UNMIN is the UN's largest operational mission. UNMIN consists in all of a little over 1,000 persons and the total number of monitors working in the field is 242 from 4 different nations.
Nepal has been the scene of armed conflict since 1996. The Maoists' combat forces, known as the "Peoples Liberation Army" (PLA), took up arms in an attempt to change the government of the country in its own way. Initially the fighting was mostly between the police and the PLA but, after two years or so of fighting, the King brought in the Nepal Army.
Both parties committed serious breaches of what we call international law, leading to some 30,000 deaths and a great many injured. The Maoists controlled approximately 70 percent of the country's land area, but not the main urban areas, when the peace agreement was concluded on 21 November 2006. The so-called Comprehensive Peace Accord between the government of Nepal and the Maoist party is intended to guarantee, among other things:
- That the people of Nepal will be able to vote in democratic elections without having to fear for their own safety.
- A new era for Nepal's opportunity to become a democratic state, irrespective of ethnic origin, religion, gender or other factors.
- None of the parties to the conflict are to engage in tactical military movements.
- Weapons are to be collected and kept under guard.
- Soldiers under 18 years of age are to be sent home.
Nepal, including all parties involved, made a request to the UN asking for support for the peace process. This should be implemented through means which included the deployment "in the field" of suitably qualified civil observers who also possessed military competence.
In short, UNMIN's task was to assist in the recording of weapons belonging to both the PLA and the Nepal Army. Each party handed in exactly the same quantities of weapons and these weapon containers are guarded by UNMIN on a 24-hour basis.
The PLA gathered its army in seven "Main Cantonment Sites" (MCS) with one division at each site and these are constantly monitored by UNMIN. The Nepal Army is not permitted to leave its barracks without permission.
UNMIN has on two occasions also carried out the recording of PLA soldiers so that all those under 18 years of age, and those who have joined the PLA after November 2006, could be sent home.
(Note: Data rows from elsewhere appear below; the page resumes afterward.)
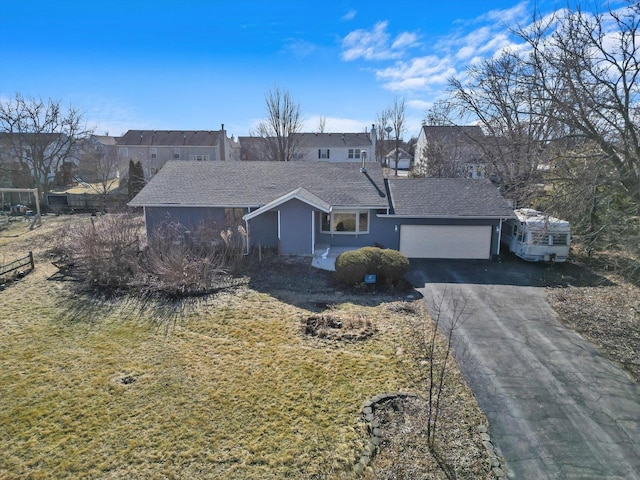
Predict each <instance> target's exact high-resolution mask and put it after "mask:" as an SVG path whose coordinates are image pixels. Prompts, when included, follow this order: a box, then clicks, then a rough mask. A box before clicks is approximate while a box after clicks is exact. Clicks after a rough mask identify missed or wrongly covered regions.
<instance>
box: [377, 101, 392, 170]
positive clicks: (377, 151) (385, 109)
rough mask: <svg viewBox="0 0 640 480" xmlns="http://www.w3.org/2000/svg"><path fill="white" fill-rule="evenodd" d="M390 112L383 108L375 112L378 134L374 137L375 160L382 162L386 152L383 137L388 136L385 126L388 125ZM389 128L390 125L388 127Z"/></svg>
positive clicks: (386, 108) (388, 134)
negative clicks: (375, 147) (375, 139)
mask: <svg viewBox="0 0 640 480" xmlns="http://www.w3.org/2000/svg"><path fill="white" fill-rule="evenodd" d="M390 116H391V115H390V112H389V109H388V108H385V109H384V110H382V111H381V112H378V113H377V114H376V123H377V124H378V136H377V137H376V156H377V157H378V158H376V160H377V161H378V162H380V163H382V159H383V158H384V156H385V155H386V154H387V144H386V140H385V138H386V137H388V135H389V132H387V127H389V118H390ZM389 128H390V127H389Z"/></svg>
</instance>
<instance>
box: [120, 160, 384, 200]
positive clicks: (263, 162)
mask: <svg viewBox="0 0 640 480" xmlns="http://www.w3.org/2000/svg"><path fill="white" fill-rule="evenodd" d="M296 189H304V191H303V190H298V195H300V196H303V197H304V198H305V199H306V201H307V203H310V202H311V203H320V202H325V203H324V204H328V205H331V206H334V207H335V206H338V207H340V206H344V207H362V208H387V207H388V206H389V203H388V198H387V197H386V194H385V186H384V178H383V176H382V168H381V167H380V166H379V165H375V166H371V167H368V170H367V172H364V173H363V172H361V171H360V163H359V162H345V163H329V162H261V161H256V162H223V161H212V162H194V161H169V162H167V163H166V164H165V165H164V167H162V169H161V170H160V171H159V172H158V174H157V175H156V176H155V177H153V178H152V179H151V181H150V182H149V183H148V184H147V185H146V186H145V187H144V188H143V189H142V191H141V192H140V193H139V194H138V195H136V197H135V198H134V199H133V200H131V202H129V205H131V206H134V207H143V206H213V207H262V206H264V205H267V204H269V203H270V202H274V201H277V200H278V199H280V198H281V197H283V196H286V195H289V194H291V193H292V192H294V191H296ZM305 191H306V192H307V193H304V192H305ZM307 194H309V195H307ZM310 195H311V196H310ZM324 204H323V205H324Z"/></svg>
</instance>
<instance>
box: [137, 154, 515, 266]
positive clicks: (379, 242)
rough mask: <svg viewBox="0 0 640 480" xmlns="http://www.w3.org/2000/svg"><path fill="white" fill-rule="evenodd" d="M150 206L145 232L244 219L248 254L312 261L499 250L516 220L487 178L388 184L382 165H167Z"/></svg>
mask: <svg viewBox="0 0 640 480" xmlns="http://www.w3.org/2000/svg"><path fill="white" fill-rule="evenodd" d="M129 205H130V206H133V207H143V208H144V217H145V223H146V229H147V235H153V234H154V232H155V231H157V229H158V228H160V227H162V226H163V225H165V224H170V223H178V224H181V225H182V226H183V228H185V230H193V229H195V228H196V227H197V226H198V225H200V224H203V223H204V224H208V225H216V226H219V227H222V226H224V225H228V224H229V223H231V222H233V219H240V218H241V219H242V222H243V223H244V225H245V227H246V230H247V232H248V238H247V244H248V248H256V247H258V246H262V247H273V248H277V251H278V253H280V254H294V255H313V254H316V252H317V251H319V250H321V249H322V250H324V249H326V248H331V247H361V246H368V245H379V246H383V247H386V248H392V249H396V250H400V251H401V252H403V253H405V254H406V255H407V256H408V257H412V258H482V259H488V258H491V256H492V255H494V254H497V253H499V233H500V226H501V224H502V221H503V220H505V219H508V218H511V217H513V210H512V209H511V208H510V207H509V205H508V203H507V202H506V200H504V199H503V198H502V197H501V196H500V194H499V192H498V190H497V189H496V188H495V187H494V186H493V185H492V184H491V183H490V182H489V181H472V180H467V179H433V178H416V179H385V178H384V177H383V175H382V166H381V165H380V164H378V163H377V162H372V163H371V164H367V166H366V169H362V168H361V163H358V162H353V163H348V162H338V163H332V162H326V161H320V162H286V163H285V162H259V161H256V162H240V163H235V164H232V163H229V162H184V161H182V162H176V161H171V162H168V163H167V164H166V165H165V167H164V168H163V169H162V170H161V171H160V172H159V173H158V175H156V176H155V177H154V178H153V179H152V180H151V181H150V182H149V183H148V184H147V185H146V186H145V187H144V188H143V189H142V191H141V192H140V193H139V194H138V195H137V196H136V197H135V198H134V199H133V200H131V202H130V203H129Z"/></svg>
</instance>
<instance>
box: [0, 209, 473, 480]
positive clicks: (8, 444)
mask: <svg viewBox="0 0 640 480" xmlns="http://www.w3.org/2000/svg"><path fill="white" fill-rule="evenodd" d="M78 219H80V217H78ZM47 221H50V223H53V222H54V219H45V223H46V222H47ZM58 221H60V222H67V224H68V223H69V222H70V221H71V220H69V218H61V219H60V220H58ZM84 221H86V219H85V220H84ZM11 228H13V229H14V230H10V231H6V230H5V231H1V232H0V246H1V247H2V249H3V253H5V252H6V255H7V256H11V254H14V253H16V254H17V253H19V252H20V251H21V250H22V249H25V248H29V249H34V250H35V252H34V253H35V254H36V270H35V271H34V272H32V273H31V274H28V275H27V276H26V277H25V278H23V279H21V280H19V281H17V282H15V283H13V284H11V285H9V286H8V287H7V288H5V289H4V290H3V291H0V345H1V348H0V399H1V401H0V451H2V452H3V453H2V455H0V477H2V478H62V477H76V478H87V477H89V478H96V477H102V478H238V479H269V478H274V479H275V478H344V477H347V476H350V475H351V471H352V468H353V465H354V463H355V462H356V461H357V459H358V458H359V456H360V453H361V451H362V449H363V447H364V446H365V444H366V441H367V435H366V431H365V427H364V424H363V423H362V421H361V414H360V412H361V409H362V406H363V404H364V403H365V402H366V401H367V400H368V399H370V398H371V397H373V396H374V395H377V394H379V393H384V392H395V391H398V390H407V389H409V390H410V389H411V386H410V385H407V381H406V380H405V379H404V376H403V373H402V369H401V368H400V366H399V364H398V352H399V345H401V335H402V332H403V329H402V328H401V327H402V325H403V322H404V321H405V320H404V318H405V316H404V315H403V314H401V313H395V312H394V311H393V309H390V308H389V304H390V303H391V302H393V301H396V300H397V298H396V299H394V298H392V297H385V296H382V295H378V296H376V295H372V296H369V297H367V298H368V299H367V300H366V301H362V298H360V299H358V298H356V297H351V296H350V295H348V294H341V293H340V292H337V293H336V292H333V293H332V290H331V289H329V290H325V291H323V292H322V294H321V295H320V296H321V297H322V298H323V299H324V300H325V301H326V300H327V299H329V300H331V301H332V302H333V301H334V300H335V303H334V305H333V306H332V311H333V312H335V314H336V315H342V316H343V317H345V318H346V317H353V318H359V319H364V320H366V321H367V322H371V324H372V325H373V327H374V328H375V331H376V332H375V334H373V335H372V336H369V337H367V338H366V339H363V340H357V341H344V340H340V339H323V338H318V337H313V336H309V335H306V334H305V333H304V321H305V319H306V318H308V317H309V315H312V314H313V313H314V312H312V311H311V310H310V308H311V307H310V306H311V305H312V304H314V298H315V297H314V295H315V294H313V293H309V292H308V293H307V294H306V296H304V298H302V300H304V301H302V300H301V297H300V296H298V298H297V300H296V299H292V298H289V297H287V295H289V296H291V295H294V293H295V292H294V293H292V292H291V291H289V290H286V289H285V290H283V291H277V290H273V291H272V292H270V291H269V289H268V288H261V289H257V288H253V287H252V285H251V282H249V284H248V285H245V286H242V287H240V288H237V289H235V290H233V291H228V292H224V293H221V294H218V295H215V296H213V295H212V296H205V297H202V298H198V299H196V300H188V301H183V302H179V303H170V304H169V303H162V302H159V301H143V300H141V299H133V298H127V297H123V298H118V299H105V298H92V297H90V296H87V295H83V294H79V293H78V292H77V291H76V290H75V289H74V284H73V282H69V281H67V280H64V279H60V278H57V277H52V275H53V274H54V273H55V272H56V269H55V267H53V266H52V265H51V263H50V261H49V260H50V259H49V257H48V256H47V250H48V249H49V248H51V247H52V239H54V238H55V236H56V235H58V233H55V231H52V230H47V227H41V229H36V230H35V231H34V232H26V230H23V229H24V227H23V226H20V225H18V226H17V227H11ZM49 228H50V227H49ZM71 228H72V227H71ZM15 229H18V230H15ZM15 232H17V233H15ZM52 232H53V233H52ZM14 233H15V234H14ZM43 235H44V237H43ZM43 238H44V240H43ZM284 280H287V281H291V279H290V278H288V279H283V281H284ZM283 292H285V293H283ZM287 292H288V293H287ZM334 294H335V295H334ZM305 302H307V303H305ZM452 378H454V379H455V381H456V382H461V379H460V378H459V376H457V375H454V376H453V377H452ZM462 385H463V384H462ZM462 388H466V387H464V385H463V387H462ZM469 398H470V402H471V407H470V408H471V410H465V411H464V415H466V416H467V418H466V420H465V421H466V422H467V423H468V422H469V421H471V422H472V423H477V422H480V421H481V420H482V417H481V415H480V414H479V411H478V410H477V406H476V405H475V402H474V401H473V398H472V397H471V396H469ZM469 412H471V413H469ZM451 421H452V422H453V423H455V422H456V420H455V419H451ZM445 424H446V422H443V425H445ZM443 428H445V427H443ZM469 442H470V443H471V444H476V445H477V444H479V443H480V441H479V439H478V438H476V437H474V436H473V434H470V436H469ZM463 448H464V447H463ZM479 462H480V463H482V460H479ZM374 465H375V463H374ZM367 475H369V476H370V475H372V472H371V471H369V472H368V473H367Z"/></svg>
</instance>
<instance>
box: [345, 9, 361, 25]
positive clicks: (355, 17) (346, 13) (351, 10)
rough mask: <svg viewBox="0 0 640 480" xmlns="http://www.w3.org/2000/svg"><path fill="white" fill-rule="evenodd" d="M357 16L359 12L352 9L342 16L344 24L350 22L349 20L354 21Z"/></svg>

The intention is that, in the longer term, the PLA could be integrated with the Nepal Army or other security forces.
In addition UNMIN carries out mobile patrols or helicopter patrols throughout Nepal, making visits both to the civil local authorities and to the local population at large.
UNMIN will also assist with the work of preparing for the forthcoming government elections.
Sweden sent three monitors from the Armed Forces at the end of March 2007. SIDA also sent five monitors (all with military backgrounds) for a period of six months as a free service to the UN.